Palace of Worms – The Ladder (Broken Limbs)Thursday, 31st March 2016
Right into the gut of what presently constitutes of en vogue USBM goes Palace of Worms, the one-man project of Balan, whose real name is Nicholas Katich. The band’s first full-length since 2010 happens to be The Ladder, an album that according to Balan, is supposed to bring the listener “further up (or down) the ladder and at the top is the beginning and the end, the end and the beginning.” Such a statement is meant to encapsulate the variety of sounds, styles, and moods on hand, which indeed there are plenty. However, that doesn’t an interesting USBM album make.
It’s tough to separate Palace of Worms from the rest of their contemporaries based on the production standards employed on The Ladder, not to mention the generalized riff approach of Mr. Balan. Outside of “Wreathe,” the album’s dedicated (and rather striking) departure track where he employs some moaning clean vocals (which are quite good), the bulk of The Ladder straddles the tough line between firebrand, primal black metal, and the tenants of sludge and doom.

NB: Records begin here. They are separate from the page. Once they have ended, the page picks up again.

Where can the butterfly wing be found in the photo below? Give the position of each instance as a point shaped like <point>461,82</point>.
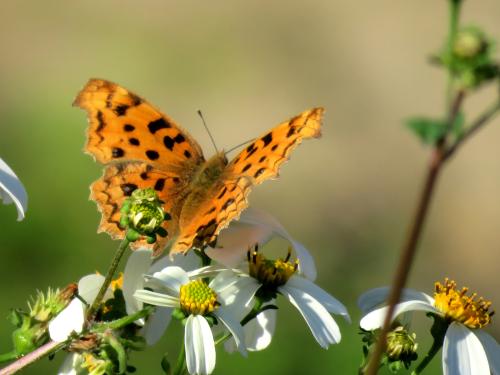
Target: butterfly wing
<point>142,148</point>
<point>261,160</point>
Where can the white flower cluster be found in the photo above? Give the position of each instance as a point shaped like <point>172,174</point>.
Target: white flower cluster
<point>214,307</point>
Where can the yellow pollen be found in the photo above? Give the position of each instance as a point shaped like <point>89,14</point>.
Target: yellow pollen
<point>271,273</point>
<point>456,305</point>
<point>197,298</point>
<point>117,283</point>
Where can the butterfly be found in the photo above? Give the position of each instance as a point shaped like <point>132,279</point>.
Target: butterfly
<point>143,148</point>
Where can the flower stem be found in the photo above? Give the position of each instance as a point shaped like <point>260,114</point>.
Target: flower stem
<point>109,277</point>
<point>6,357</point>
<point>43,351</point>
<point>180,366</point>
<point>409,249</point>
<point>122,322</point>
<point>436,345</point>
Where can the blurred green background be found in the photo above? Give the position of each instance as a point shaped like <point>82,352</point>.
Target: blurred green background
<point>249,65</point>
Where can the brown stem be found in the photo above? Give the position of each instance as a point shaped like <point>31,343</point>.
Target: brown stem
<point>475,126</point>
<point>49,348</point>
<point>410,246</point>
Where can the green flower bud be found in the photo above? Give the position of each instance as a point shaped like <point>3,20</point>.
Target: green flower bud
<point>470,43</point>
<point>401,345</point>
<point>143,215</point>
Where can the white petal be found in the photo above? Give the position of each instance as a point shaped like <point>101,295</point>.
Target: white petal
<point>133,278</point>
<point>156,325</point>
<point>492,350</point>
<point>171,278</point>
<point>69,320</point>
<point>375,297</point>
<point>324,329</point>
<point>233,326</point>
<point>199,345</point>
<point>256,226</point>
<point>258,332</point>
<point>70,365</point>
<point>187,262</point>
<point>12,190</point>
<point>88,287</point>
<point>331,304</point>
<point>463,353</point>
<point>157,299</point>
<point>375,319</point>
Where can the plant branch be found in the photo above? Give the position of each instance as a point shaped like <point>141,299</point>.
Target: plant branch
<point>109,277</point>
<point>410,246</point>
<point>482,120</point>
<point>43,351</point>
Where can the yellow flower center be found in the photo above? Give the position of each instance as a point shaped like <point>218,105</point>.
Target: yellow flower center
<point>456,305</point>
<point>197,298</point>
<point>271,273</point>
<point>117,283</point>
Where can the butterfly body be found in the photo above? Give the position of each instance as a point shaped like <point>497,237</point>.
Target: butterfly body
<point>141,148</point>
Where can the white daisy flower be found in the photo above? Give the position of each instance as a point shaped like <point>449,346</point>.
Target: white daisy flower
<point>140,263</point>
<point>72,317</point>
<point>199,301</point>
<point>256,227</point>
<point>12,190</point>
<point>265,279</point>
<point>466,349</point>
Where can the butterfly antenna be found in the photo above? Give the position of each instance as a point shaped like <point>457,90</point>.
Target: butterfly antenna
<point>208,131</point>
<point>241,144</point>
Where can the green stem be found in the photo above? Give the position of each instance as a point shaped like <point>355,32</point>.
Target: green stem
<point>452,34</point>
<point>180,366</point>
<point>109,277</point>
<point>50,348</point>
<point>122,322</point>
<point>6,357</point>
<point>436,345</point>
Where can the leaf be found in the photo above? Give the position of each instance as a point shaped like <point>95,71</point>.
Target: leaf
<point>427,129</point>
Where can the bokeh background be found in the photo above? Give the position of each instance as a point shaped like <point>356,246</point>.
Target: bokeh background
<point>249,65</point>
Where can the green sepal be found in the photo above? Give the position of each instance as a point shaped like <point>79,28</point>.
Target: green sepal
<point>16,317</point>
<point>132,235</point>
<point>178,314</point>
<point>162,232</point>
<point>431,130</point>
<point>165,365</point>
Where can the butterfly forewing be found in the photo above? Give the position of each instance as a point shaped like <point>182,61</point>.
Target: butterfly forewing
<point>123,126</point>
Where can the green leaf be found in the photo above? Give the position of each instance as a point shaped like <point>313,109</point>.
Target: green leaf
<point>427,129</point>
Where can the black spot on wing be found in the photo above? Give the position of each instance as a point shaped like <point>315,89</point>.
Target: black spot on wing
<point>246,167</point>
<point>268,138</point>
<point>117,152</point>
<point>222,193</point>
<point>156,125</point>
<point>227,203</point>
<point>152,154</point>
<point>159,184</point>
<point>259,172</point>
<point>179,138</point>
<point>134,141</point>
<point>168,142</point>
<point>121,109</point>
<point>128,188</point>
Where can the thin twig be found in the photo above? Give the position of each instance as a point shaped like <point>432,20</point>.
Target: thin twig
<point>109,276</point>
<point>476,125</point>
<point>410,246</point>
<point>43,351</point>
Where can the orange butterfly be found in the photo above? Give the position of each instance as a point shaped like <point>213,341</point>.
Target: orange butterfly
<point>141,148</point>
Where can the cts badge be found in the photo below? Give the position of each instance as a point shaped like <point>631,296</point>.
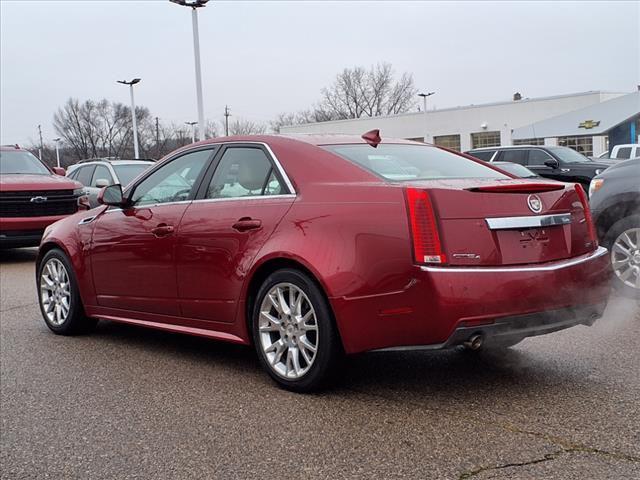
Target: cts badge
<point>535,203</point>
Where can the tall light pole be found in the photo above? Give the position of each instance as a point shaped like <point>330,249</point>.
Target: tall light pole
<point>193,130</point>
<point>133,114</point>
<point>57,142</point>
<point>426,120</point>
<point>195,4</point>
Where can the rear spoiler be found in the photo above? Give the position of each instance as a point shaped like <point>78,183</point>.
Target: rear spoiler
<point>519,188</point>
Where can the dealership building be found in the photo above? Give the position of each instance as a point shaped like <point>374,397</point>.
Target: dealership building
<point>590,122</point>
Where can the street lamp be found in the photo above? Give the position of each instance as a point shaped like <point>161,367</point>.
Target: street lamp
<point>193,130</point>
<point>426,121</point>
<point>133,114</point>
<point>57,142</point>
<point>195,4</point>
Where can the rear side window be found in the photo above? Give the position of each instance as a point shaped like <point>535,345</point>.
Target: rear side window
<point>244,172</point>
<point>84,174</point>
<point>483,154</point>
<point>413,162</point>
<point>514,156</point>
<point>624,153</point>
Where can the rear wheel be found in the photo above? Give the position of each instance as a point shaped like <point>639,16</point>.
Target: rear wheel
<point>623,241</point>
<point>294,332</point>
<point>59,297</point>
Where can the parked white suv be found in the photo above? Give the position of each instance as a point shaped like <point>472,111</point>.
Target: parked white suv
<point>101,172</point>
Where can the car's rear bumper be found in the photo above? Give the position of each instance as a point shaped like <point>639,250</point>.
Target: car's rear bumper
<point>24,231</point>
<point>444,306</point>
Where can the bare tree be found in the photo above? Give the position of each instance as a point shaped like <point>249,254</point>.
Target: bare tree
<point>245,127</point>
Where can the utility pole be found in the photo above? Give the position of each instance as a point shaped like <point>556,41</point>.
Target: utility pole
<point>227,114</point>
<point>41,149</point>
<point>157,138</point>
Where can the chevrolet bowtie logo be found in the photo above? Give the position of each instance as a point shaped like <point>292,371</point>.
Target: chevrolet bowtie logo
<point>589,124</point>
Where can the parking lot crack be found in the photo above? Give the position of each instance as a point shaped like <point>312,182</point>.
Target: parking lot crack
<point>476,471</point>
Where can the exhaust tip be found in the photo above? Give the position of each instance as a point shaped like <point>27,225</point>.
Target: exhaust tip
<point>474,342</point>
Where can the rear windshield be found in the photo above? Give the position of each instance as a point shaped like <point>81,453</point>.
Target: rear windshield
<point>413,162</point>
<point>21,162</point>
<point>126,173</point>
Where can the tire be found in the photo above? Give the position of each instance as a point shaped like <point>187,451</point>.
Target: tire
<point>56,281</point>
<point>625,274</point>
<point>285,341</point>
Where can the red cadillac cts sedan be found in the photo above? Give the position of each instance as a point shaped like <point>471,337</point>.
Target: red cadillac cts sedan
<point>309,247</point>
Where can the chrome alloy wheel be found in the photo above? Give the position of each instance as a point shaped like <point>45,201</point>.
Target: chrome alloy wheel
<point>288,331</point>
<point>55,291</point>
<point>625,257</point>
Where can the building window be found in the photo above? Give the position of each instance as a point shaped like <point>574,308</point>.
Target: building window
<point>529,141</point>
<point>448,141</point>
<point>485,139</point>
<point>584,145</point>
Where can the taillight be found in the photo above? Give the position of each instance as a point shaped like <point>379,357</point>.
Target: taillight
<point>587,215</point>
<point>424,228</point>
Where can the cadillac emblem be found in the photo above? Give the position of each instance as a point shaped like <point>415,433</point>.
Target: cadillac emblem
<point>535,203</point>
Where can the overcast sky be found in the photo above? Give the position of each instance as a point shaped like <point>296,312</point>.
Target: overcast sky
<point>262,58</point>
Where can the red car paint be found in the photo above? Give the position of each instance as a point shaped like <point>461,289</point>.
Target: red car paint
<point>348,228</point>
<point>25,229</point>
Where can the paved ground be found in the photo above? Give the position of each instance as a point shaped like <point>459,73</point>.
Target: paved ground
<point>132,403</point>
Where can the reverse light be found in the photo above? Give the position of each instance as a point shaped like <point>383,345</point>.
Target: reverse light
<point>593,236</point>
<point>427,247</point>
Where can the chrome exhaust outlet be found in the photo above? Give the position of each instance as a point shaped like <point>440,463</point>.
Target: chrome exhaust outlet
<point>474,342</point>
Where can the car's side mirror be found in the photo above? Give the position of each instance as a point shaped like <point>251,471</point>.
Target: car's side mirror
<point>112,195</point>
<point>553,163</point>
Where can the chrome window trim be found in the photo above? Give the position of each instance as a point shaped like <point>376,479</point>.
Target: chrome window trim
<point>511,223</point>
<point>542,268</point>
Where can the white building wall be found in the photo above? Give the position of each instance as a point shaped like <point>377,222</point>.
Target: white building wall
<point>464,121</point>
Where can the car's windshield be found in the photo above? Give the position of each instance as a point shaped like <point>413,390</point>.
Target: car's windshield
<point>413,162</point>
<point>126,173</point>
<point>568,155</point>
<point>21,162</point>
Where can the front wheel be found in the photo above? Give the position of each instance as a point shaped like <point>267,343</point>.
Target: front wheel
<point>294,332</point>
<point>59,297</point>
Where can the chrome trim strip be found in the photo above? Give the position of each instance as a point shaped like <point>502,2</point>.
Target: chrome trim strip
<point>509,223</point>
<point>542,268</point>
<point>249,197</point>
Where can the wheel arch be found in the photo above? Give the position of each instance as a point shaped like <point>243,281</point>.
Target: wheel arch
<point>265,268</point>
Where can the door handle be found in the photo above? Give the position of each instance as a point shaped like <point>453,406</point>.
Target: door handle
<point>246,223</point>
<point>162,230</point>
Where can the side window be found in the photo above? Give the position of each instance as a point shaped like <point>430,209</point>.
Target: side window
<point>538,157</point>
<point>101,177</point>
<point>244,172</point>
<point>84,175</point>
<point>514,156</point>
<point>483,154</point>
<point>172,182</point>
<point>624,153</point>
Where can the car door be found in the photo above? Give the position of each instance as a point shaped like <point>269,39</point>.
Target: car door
<point>241,202</point>
<point>133,248</point>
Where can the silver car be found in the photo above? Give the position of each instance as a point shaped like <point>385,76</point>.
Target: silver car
<point>101,172</point>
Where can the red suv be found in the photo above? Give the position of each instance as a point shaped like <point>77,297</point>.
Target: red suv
<point>32,196</point>
<point>310,247</point>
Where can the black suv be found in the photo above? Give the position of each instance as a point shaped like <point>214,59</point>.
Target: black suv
<point>615,203</point>
<point>557,163</point>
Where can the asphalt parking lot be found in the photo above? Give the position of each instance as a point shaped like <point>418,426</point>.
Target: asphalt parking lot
<point>132,403</point>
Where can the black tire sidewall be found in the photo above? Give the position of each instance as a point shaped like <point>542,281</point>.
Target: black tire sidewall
<point>328,342</point>
<point>74,320</point>
<point>632,221</point>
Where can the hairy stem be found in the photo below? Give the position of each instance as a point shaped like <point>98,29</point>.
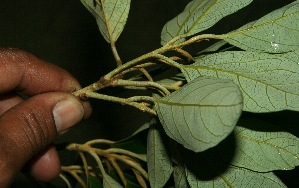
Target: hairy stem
<point>154,85</point>
<point>139,106</point>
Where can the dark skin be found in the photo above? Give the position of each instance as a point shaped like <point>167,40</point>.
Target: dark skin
<point>29,127</point>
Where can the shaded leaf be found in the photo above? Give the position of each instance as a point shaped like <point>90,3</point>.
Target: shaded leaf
<point>236,177</point>
<point>180,178</point>
<point>214,47</point>
<point>159,164</point>
<point>202,113</point>
<point>200,15</point>
<point>276,32</point>
<point>109,182</point>
<point>111,16</point>
<point>268,82</point>
<point>266,151</point>
<point>94,182</point>
<point>136,142</point>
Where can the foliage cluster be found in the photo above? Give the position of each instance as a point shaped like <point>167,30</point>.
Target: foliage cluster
<point>197,136</point>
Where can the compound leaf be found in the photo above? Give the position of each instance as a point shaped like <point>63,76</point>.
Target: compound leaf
<point>276,32</point>
<point>159,164</point>
<point>236,177</point>
<point>111,16</point>
<point>266,151</point>
<point>202,113</point>
<point>269,82</point>
<point>200,15</point>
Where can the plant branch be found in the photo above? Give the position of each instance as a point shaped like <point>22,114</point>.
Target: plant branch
<point>132,164</point>
<point>127,153</point>
<point>139,106</point>
<point>99,141</point>
<point>155,85</point>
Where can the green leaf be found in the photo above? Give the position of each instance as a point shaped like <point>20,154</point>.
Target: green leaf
<point>200,15</point>
<point>276,32</point>
<point>202,113</point>
<point>109,182</point>
<point>94,182</point>
<point>180,178</point>
<point>268,82</point>
<point>136,142</point>
<point>266,151</point>
<point>159,164</point>
<point>111,16</point>
<point>236,177</point>
<point>215,47</point>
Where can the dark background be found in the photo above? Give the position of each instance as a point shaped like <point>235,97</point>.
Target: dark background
<point>64,33</point>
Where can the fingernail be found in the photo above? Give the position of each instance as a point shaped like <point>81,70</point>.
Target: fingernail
<point>67,113</point>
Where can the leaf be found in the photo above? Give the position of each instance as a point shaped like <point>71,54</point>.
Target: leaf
<point>180,178</point>
<point>266,151</point>
<point>236,177</point>
<point>202,113</point>
<point>268,82</point>
<point>215,47</point>
<point>200,15</point>
<point>136,142</point>
<point>109,182</point>
<point>111,16</point>
<point>276,32</point>
<point>159,164</point>
<point>94,182</point>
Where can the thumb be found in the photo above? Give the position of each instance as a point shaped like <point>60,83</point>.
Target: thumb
<point>29,127</point>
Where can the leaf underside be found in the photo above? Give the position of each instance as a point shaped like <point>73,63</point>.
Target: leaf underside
<point>111,16</point>
<point>202,113</point>
<point>200,15</point>
<point>159,164</point>
<point>268,82</point>
<point>237,177</point>
<point>276,32</point>
<point>265,151</point>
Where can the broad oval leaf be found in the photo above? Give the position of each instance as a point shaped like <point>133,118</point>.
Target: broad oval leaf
<point>200,15</point>
<point>159,164</point>
<point>237,177</point>
<point>109,182</point>
<point>111,16</point>
<point>266,151</point>
<point>202,113</point>
<point>276,32</point>
<point>269,82</point>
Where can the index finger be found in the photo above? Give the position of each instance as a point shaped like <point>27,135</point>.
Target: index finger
<point>21,71</point>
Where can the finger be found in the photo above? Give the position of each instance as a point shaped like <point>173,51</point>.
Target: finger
<point>9,100</point>
<point>24,72</point>
<point>45,166</point>
<point>31,126</point>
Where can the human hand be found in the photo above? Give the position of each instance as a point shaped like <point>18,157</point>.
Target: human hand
<point>28,127</point>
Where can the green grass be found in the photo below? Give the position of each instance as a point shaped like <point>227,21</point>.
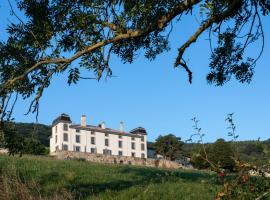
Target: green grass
<point>85,180</point>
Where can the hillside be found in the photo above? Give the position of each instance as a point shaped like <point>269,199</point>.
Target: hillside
<point>31,177</point>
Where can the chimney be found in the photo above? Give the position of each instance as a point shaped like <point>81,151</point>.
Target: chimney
<point>83,120</point>
<point>103,125</point>
<point>121,126</point>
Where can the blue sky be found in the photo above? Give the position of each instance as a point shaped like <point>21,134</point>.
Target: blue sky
<point>158,97</point>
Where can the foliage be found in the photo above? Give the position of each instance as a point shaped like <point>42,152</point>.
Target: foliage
<point>219,153</point>
<point>40,132</point>
<point>243,185</point>
<point>19,140</point>
<point>46,178</point>
<point>32,146</point>
<point>169,146</point>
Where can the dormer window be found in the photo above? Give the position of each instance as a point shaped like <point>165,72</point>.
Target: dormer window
<point>65,127</point>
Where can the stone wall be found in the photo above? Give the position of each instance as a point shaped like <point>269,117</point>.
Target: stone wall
<point>100,158</point>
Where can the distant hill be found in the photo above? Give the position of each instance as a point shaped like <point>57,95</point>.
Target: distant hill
<point>40,131</point>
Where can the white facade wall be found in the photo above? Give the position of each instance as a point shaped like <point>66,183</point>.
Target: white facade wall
<point>85,141</point>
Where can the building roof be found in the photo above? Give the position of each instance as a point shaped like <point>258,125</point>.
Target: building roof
<point>62,118</point>
<point>106,130</point>
<point>139,130</point>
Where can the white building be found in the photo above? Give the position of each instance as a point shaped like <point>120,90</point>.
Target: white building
<point>97,139</point>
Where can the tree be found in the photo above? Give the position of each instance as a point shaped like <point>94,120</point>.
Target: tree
<point>54,34</point>
<point>169,146</point>
<point>219,154</point>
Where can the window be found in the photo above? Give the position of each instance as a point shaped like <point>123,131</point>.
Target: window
<point>65,137</point>
<point>93,140</point>
<point>77,148</point>
<point>93,150</point>
<point>65,147</point>
<point>142,146</point>
<point>107,152</point>
<point>133,145</point>
<point>78,139</point>
<point>65,127</point>
<point>120,144</point>
<point>106,142</point>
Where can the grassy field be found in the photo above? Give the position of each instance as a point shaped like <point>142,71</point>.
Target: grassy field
<point>32,177</point>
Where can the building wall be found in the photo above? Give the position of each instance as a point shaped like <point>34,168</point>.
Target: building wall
<point>100,158</point>
<point>85,141</point>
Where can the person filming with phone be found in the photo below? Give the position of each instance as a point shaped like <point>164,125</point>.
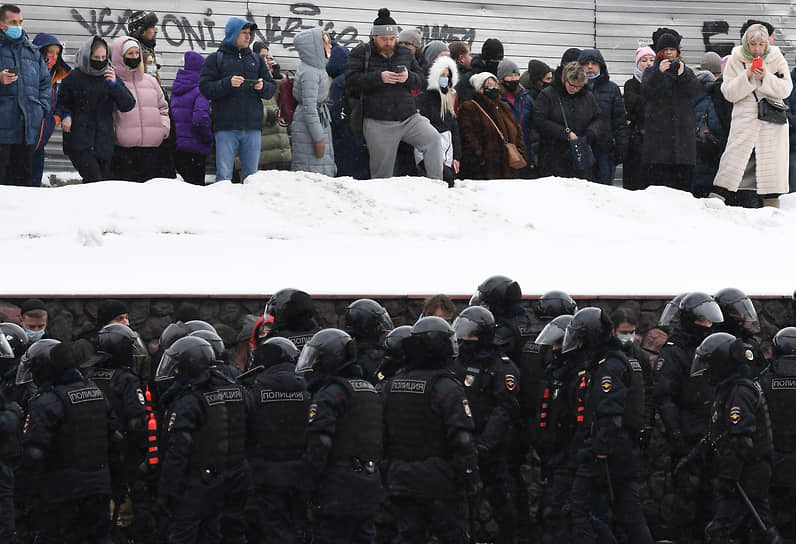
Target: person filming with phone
<point>384,73</point>
<point>24,96</point>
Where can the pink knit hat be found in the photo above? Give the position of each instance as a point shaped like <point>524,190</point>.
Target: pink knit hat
<point>643,52</point>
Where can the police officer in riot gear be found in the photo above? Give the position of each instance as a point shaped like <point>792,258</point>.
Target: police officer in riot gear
<point>738,444</point>
<point>367,322</point>
<point>741,321</point>
<point>683,402</point>
<point>491,382</point>
<point>344,440</point>
<point>610,461</point>
<point>779,387</point>
<point>110,368</point>
<point>204,473</point>
<point>281,404</point>
<point>66,441</point>
<point>430,453</point>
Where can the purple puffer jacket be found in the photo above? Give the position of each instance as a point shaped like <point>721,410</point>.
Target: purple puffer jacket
<point>190,109</point>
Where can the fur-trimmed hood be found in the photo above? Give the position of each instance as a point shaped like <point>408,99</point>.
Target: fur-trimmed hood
<point>436,70</point>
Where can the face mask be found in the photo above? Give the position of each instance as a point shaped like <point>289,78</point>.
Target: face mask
<point>132,63</point>
<point>34,336</point>
<point>490,92</point>
<point>14,32</point>
<point>511,85</point>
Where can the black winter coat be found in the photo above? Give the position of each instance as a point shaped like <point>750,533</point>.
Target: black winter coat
<point>91,101</point>
<point>384,102</point>
<point>669,118</point>
<point>583,118</point>
<point>233,108</point>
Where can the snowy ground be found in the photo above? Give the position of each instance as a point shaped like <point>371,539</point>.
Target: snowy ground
<point>398,236</point>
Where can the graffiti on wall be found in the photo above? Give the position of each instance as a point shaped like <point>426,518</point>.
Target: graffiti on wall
<point>205,33</point>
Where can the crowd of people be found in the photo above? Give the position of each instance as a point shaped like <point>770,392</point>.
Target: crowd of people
<point>498,424</point>
<point>394,106</point>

Naturally, they get all wrapped up in one another, and Balan manages to weave them effortlessly, but the noted lack of dynamics and sprawl found on cuts like “From the Ash” or “Strange Constellations” makes for a tough go.
The attempts to get out of the conventional BM/sludge realm do force matters through, like on “Ephemeral Blues,” which bounces around like Vattnet Viskar. Then again, you’re left wondering why Palace of Worms don’t venture down that path the entire way through The Ladder, an album partially undone by its lack of identity.